Em nome da “moral”, chute-se a lei.

Em nome da “moral”, chute-se a lei.
setembro 09 22:22 2017 Imprimir este Artigo

Por · 09/09/2017

loxoconst

Quando se abandona a lei para colocar seu interesse como régua única de suas atitudes, qualquer um – corrupto, corruptor, procurador ou juiz – torna-se um fora-da-lei.

Na discussão sobre a validade das provas colhidas pelo Ministério Público graças à – agora se sabe – patranha da delação premiada dos Batista, a PGR se funda em duas cláusulas do acordo que firmou.

Uma, a que diz que “A prova obtida mediante o presente acordo será utilizada validamente para a instrução de inquéritos policiais, procedimentos administrativos criminais,(…) bem como qualquer outro procedimento público de apuração dos fatos, mesmo que rescindido este acordo, salvo se essa rescisão se der por descumprimento desta avença por exclusiva responsabilidade do Ministério Público Federal.

Outra, a que estabelece que “Em caso de rescisão do acordo por sua responsabilidade exclusiva, o colaborador perderá automaticamente direito aos benefícios que lhe forem concedidos em virtude da cooperação com o Ministério Público Federal, permanecendo hígidas e válidas todas as provas produzidas, inclusive depoimentos que houver prestado e documentos que houver apresentado(…)

Resolvido o problema?

Não, porque as cláusulas, elaboradas por procuradores regiamente remunerados e doutos em direito contrariam expressamente o que está previsto na lei e na jurisprudência.

Não podem ser usadas para incriminar os Batistas ou seu empregado Ricardo Saud, porque o art. 4º da Lei 12.850, em seu parágrafo 10 diz que “As partes podem retratar-se da proposta, caso em que as provas autoincriminatórias produzidas pelo colaborador não poderão ser utilizadas exclusivamente em seu desfavor”.

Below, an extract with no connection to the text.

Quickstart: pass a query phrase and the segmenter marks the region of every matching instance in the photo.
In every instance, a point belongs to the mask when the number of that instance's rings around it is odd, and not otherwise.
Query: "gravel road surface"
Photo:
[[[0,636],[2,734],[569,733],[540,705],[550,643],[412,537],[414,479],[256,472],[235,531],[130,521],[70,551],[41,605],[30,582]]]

Mas podem ser usadas contra outros? O Supremo, em diversas decisões, já definiu o acordo de delação premiada como “meio de obtenção de prova”, semelhante, assim, à escuta telefônica, à gravação ambiental ou à famosa “ação policial controlada”. Revogado, com ele se vão as provas colhidas por este meio, como estabelecido no artigo 157 do Código Penal: “são inadmissíveis, devendo ser desentranhadas do processo, as provas ilícitas, assim entendidas as obtidas em violação a normas constitucionais ou legais”.

A homologação, por Edson Fachin, de um acordo que continha estas cláusulas, inseridas deliberadamente para “escapar da lei”,  jamais poderia ter acontecido, senão na condição em que estamos de que, em nome da moralidade, se pode partir para toda imoralidade em matéria de driblar a lei.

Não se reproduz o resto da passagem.